Die Handlung ist ein klassischer Thriller à la Großstadt: Ein Mord in dunklen Aufzugsschächten, ein Koffer voller Kokain und ein fieser Unterweltboss, der die Fäden zieht – das alles sorgt für viel Tempo und überraschende Wendungen. Was mir besonders gefallen hat, ist, wie die Autoren die Gegensätze ihrer Figuren ausspielen, ohne in Klischees zu verfallen. Holgers gewissenhafte Art knallt gewollt oder ungewollt mit Charlies Hallodri-Charme zusammen, und das macht die Geschichte lebendig und authentisch. Die ungekürzte Lesung unterstützt diesen Effekt perfekt durch abwechslungsreiche Stimmen und eine angenehme Erzählweise, die Lust macht weiterzuhören.

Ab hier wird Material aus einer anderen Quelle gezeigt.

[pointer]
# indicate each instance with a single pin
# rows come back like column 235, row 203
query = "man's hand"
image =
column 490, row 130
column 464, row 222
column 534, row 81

Der Schreibstil von Hans Rath und Edgar Rai ist locker, aber keineswegs oberflächlich – er trifft genau den Ton zwischen Spannung und einer Prise skurrilem Witz. Man hat richtig das Gefühl, die beiden Brüder sitzen einem gegenüber und erzählen ihre Geschichte. Einziger Wermutstropfen: Stellenweise hätte das Tempo noch etwas zulegen können, besonders in den Mittelpassagen legt die Story ein kleines Schläfchen ein. Das trübt den Lesegenuss aber kaum.
Für alle, die Lust auf einen Krimi mit Ecken, Kanten und sympathisch widersprüchlichen Charakteren haben, ist „Bullenbrüder - Tote haben keine Freunde“ eine richtig gute Wahl. Hier stimmt das Zusammenspiel aus Spannung, Humor und einer Prise Familiendrama – so macht Krimi-Laune Spaß.
4 von 5 Sternen – weil die Bullenbrüder echte Charakterköpfe sind, die Lust auf mehr machen.